Pengamat: Pemerintah Harus Memberi Penjelasan Mengapa Angka Kemiskinan Aceh Naik
Font: Ukuran: - +
Reporter : Alfi Nora
Abdullah Abdul Muthaleb. [IST]
DIALEKSIS.COM | Banda Aceh - BPS merilis penduduk miskin di Aceh meningkat 19 ribu orang pada September 2020. Secara persentase, angka kemiskinan di Serambi Mekah sebesar 15,43 persen atau tertinggi di Sumatera.
Pengamat Kebijakan Pembangunan, Abdullah Abdul Muthaleb, mempertanyakan alasan jumlah tersebut mengapa meningkat, apa karena konflik masa lalu, tsunami, Pandemi Covid-19, kemiskinan diantara mentalitas Birokrasi pemerintah Aceh.

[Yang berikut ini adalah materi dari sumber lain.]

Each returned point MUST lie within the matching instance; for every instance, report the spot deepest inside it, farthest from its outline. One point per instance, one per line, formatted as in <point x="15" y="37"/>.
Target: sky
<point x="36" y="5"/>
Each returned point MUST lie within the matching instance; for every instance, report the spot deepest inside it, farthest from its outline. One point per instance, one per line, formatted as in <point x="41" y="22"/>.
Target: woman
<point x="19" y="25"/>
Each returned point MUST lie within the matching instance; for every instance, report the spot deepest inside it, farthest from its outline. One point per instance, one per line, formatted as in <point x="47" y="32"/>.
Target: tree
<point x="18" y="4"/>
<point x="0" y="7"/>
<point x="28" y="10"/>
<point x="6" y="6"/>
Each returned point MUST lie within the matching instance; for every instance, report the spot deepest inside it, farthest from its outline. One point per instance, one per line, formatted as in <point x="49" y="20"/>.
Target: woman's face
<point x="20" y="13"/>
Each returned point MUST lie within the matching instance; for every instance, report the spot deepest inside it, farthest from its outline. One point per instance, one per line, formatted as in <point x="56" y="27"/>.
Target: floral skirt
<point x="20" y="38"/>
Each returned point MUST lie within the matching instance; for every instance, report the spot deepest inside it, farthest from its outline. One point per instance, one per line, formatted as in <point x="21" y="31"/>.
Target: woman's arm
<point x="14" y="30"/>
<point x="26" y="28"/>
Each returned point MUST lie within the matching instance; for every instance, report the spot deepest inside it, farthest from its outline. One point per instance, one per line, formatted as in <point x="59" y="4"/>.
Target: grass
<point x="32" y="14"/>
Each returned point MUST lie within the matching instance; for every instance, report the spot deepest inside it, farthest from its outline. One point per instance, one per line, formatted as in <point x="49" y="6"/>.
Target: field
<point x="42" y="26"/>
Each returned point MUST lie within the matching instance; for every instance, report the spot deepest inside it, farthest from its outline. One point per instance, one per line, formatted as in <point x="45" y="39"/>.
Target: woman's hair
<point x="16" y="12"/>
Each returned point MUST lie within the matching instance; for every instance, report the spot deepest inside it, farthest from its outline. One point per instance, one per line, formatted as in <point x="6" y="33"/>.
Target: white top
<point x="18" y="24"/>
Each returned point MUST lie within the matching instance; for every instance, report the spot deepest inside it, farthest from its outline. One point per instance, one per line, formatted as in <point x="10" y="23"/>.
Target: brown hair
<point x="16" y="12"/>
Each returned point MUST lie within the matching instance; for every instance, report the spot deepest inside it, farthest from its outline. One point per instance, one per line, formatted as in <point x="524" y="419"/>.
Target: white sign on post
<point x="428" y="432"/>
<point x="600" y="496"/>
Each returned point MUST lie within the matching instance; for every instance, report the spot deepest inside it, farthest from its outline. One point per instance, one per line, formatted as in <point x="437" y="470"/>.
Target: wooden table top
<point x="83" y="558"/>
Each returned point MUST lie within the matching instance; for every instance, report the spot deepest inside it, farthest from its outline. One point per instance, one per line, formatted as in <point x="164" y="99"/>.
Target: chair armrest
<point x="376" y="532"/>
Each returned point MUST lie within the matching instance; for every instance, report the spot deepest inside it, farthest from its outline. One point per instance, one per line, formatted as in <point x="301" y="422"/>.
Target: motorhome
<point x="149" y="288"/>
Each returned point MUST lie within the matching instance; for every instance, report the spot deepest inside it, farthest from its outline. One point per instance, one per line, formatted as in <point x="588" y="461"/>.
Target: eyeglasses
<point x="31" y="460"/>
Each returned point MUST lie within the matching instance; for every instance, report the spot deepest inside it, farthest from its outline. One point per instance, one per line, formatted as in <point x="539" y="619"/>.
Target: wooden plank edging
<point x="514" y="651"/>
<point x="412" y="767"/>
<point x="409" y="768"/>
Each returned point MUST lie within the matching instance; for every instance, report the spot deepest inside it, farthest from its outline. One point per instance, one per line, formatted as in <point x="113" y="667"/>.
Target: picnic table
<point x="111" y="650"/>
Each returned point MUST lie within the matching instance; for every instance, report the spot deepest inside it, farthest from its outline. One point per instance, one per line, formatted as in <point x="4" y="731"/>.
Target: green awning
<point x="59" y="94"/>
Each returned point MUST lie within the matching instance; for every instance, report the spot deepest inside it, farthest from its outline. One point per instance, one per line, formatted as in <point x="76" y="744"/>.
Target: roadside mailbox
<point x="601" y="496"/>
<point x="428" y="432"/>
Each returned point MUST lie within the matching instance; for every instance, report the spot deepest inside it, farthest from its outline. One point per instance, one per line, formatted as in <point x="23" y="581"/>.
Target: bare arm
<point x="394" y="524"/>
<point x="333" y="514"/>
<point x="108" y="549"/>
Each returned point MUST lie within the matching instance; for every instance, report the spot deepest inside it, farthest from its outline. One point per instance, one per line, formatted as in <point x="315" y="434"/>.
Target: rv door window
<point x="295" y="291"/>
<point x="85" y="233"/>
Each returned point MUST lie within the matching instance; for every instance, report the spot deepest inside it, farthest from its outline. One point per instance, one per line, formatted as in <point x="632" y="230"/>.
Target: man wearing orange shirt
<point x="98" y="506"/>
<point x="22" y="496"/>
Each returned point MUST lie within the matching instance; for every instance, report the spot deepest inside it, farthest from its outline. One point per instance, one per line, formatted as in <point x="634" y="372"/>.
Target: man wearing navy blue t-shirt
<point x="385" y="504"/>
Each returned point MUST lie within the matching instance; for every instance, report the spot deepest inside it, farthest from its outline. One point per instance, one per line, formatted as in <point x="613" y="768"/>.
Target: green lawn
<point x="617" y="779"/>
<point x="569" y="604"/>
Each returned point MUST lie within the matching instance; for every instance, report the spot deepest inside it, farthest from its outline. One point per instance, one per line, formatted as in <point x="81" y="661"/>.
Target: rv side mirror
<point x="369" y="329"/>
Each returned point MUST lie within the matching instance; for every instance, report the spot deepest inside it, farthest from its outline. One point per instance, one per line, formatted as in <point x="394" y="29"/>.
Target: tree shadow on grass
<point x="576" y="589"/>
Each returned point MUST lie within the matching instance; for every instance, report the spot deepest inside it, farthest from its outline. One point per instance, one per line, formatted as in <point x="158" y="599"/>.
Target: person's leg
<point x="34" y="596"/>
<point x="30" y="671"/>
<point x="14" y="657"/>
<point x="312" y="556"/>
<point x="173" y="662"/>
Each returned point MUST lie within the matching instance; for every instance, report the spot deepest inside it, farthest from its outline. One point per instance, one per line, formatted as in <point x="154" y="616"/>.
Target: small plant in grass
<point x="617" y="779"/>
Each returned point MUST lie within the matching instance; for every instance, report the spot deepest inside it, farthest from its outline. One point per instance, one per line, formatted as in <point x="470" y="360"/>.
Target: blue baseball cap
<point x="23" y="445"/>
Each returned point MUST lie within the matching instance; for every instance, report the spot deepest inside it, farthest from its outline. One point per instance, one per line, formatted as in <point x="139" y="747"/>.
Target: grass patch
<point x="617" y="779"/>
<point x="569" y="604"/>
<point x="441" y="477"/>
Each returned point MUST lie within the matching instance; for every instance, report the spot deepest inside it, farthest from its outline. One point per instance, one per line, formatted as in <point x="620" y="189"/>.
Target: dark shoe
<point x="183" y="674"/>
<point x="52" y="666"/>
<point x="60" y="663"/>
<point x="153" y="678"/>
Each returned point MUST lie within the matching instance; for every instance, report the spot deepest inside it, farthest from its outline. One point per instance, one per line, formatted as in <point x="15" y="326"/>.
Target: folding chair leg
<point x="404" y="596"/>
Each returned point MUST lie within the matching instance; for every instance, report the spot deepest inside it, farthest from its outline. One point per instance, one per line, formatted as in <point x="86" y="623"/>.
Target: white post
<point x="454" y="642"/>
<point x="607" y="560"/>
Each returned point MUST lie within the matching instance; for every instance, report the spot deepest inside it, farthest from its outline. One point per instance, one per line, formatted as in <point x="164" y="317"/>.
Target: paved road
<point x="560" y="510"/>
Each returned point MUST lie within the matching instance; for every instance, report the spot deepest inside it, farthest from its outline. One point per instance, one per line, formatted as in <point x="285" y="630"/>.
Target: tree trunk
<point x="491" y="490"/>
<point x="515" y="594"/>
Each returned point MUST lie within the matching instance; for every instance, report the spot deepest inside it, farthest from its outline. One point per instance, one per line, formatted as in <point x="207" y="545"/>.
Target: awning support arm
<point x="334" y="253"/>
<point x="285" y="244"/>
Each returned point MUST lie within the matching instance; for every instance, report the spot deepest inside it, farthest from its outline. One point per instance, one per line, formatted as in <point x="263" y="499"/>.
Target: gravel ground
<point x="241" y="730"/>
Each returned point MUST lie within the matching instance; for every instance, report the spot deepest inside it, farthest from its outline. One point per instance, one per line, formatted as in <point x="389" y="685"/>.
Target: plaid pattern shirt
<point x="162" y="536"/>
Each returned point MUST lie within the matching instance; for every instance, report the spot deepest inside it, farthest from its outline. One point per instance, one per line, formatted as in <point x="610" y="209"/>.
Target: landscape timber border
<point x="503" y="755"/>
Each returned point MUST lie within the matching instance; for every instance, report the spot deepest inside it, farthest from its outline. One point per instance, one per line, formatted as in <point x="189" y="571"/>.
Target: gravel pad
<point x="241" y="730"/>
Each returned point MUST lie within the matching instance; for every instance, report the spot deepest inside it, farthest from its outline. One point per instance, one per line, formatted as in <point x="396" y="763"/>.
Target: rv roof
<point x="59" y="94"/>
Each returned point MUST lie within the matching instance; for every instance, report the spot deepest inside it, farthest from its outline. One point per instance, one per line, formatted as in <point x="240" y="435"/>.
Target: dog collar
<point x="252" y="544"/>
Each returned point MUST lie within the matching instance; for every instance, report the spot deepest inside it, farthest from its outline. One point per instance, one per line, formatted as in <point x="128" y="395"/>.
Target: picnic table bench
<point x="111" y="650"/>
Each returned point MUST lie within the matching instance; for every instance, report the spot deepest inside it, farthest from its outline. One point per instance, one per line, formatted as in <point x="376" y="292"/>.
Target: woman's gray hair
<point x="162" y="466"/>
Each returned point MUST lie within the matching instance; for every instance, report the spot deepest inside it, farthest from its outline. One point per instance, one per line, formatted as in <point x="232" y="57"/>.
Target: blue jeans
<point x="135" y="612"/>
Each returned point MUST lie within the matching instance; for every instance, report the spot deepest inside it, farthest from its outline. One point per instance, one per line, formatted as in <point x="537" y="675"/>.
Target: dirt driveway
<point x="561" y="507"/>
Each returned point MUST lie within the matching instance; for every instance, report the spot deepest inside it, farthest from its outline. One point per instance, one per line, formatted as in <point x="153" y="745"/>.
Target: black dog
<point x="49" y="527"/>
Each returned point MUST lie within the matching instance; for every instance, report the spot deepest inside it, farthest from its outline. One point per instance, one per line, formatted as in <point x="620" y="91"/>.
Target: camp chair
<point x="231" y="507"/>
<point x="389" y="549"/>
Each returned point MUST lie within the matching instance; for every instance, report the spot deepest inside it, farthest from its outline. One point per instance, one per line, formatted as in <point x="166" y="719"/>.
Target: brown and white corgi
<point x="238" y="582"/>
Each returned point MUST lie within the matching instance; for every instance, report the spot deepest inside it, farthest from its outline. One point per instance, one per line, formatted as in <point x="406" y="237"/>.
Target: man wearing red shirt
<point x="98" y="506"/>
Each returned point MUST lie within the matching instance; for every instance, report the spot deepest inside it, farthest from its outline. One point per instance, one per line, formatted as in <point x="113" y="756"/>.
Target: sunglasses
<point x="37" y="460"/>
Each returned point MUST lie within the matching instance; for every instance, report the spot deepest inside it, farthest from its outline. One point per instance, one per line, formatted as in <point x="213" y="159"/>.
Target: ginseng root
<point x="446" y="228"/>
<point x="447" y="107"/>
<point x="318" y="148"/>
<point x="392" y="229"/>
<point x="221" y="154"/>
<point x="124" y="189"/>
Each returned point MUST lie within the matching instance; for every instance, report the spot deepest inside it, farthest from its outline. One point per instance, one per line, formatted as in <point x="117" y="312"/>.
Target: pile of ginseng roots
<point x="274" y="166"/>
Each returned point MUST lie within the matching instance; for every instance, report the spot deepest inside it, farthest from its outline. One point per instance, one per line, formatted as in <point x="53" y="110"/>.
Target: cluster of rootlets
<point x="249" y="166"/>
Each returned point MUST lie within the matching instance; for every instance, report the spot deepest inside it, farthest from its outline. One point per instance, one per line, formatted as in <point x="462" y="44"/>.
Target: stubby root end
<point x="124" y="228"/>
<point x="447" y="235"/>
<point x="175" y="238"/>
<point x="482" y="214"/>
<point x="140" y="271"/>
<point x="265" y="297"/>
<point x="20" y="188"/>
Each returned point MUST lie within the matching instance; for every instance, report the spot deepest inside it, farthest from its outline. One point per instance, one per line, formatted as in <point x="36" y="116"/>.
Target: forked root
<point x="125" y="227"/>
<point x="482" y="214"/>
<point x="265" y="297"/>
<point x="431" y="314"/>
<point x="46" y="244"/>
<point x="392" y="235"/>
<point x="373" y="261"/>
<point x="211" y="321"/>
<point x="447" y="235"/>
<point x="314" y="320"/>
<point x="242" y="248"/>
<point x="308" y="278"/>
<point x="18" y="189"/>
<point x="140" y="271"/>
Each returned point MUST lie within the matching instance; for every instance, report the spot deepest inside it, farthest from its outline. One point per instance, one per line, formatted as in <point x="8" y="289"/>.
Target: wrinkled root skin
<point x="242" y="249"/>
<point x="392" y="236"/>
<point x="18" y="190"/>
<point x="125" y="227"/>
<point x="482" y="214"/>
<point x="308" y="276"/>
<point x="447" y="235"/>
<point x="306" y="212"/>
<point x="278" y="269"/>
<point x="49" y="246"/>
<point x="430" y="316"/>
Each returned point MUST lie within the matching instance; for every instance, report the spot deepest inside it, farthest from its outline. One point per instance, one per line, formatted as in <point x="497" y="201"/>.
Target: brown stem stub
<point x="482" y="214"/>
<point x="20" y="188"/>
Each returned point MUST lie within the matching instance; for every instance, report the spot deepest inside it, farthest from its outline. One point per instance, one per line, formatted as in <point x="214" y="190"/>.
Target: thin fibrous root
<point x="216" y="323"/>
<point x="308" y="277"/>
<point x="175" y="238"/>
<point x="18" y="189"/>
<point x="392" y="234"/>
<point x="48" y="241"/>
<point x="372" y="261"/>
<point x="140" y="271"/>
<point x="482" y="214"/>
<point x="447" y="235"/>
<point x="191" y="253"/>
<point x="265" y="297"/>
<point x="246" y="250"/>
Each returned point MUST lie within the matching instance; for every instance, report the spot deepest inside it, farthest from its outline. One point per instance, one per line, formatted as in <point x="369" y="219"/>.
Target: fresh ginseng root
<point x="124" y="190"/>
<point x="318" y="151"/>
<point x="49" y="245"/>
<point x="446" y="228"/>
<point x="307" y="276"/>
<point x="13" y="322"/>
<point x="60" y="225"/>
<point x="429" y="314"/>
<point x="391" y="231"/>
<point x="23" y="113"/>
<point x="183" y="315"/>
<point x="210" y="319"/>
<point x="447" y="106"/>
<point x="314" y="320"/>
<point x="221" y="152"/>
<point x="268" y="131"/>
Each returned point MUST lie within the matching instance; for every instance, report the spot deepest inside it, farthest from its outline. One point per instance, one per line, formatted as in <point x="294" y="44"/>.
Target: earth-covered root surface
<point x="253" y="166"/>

Abdullah menjelaskan tiga poin tersebut yang sering dijadikan alasan pemerintah ketika ditanya mengapa kemiskinan di Aceh meningkat.
Pertama, sampai kapan konflik dan tsunami era tahun 2000-2004 jadi alasan pembenaran atas masalah kemiskinan akut yang dialami selama ini?
Benar jika itu masalah serius dan tidak semua provinsi di Indonesia mengalaminya, tetapi masihkah kedua hal tersebut relevan setelah hampir 20 tahun berlalu?
Kedua lanjutnya, benar dari sisi rata-rata kenaikan, angka kenaikan Aceh itu lebih rendah dari rata-rata nasional. Akan tetapi jangan lupa kalau total belanja Aceh setiap tahunnya juga fantastis bukan?
"Otsus hampir habis masanya. Mestinya dengan modal yang besar kita bisa bekerja lebih efektif untuk mengatasi kemiskinan. Pertanyaan apakah sudah efektifkah cara dibelanjakan dari APBA sejak Otsus ada," tanya Abdullah saat dihubungi Dialeksis.com, Sabtu (20/2/2021).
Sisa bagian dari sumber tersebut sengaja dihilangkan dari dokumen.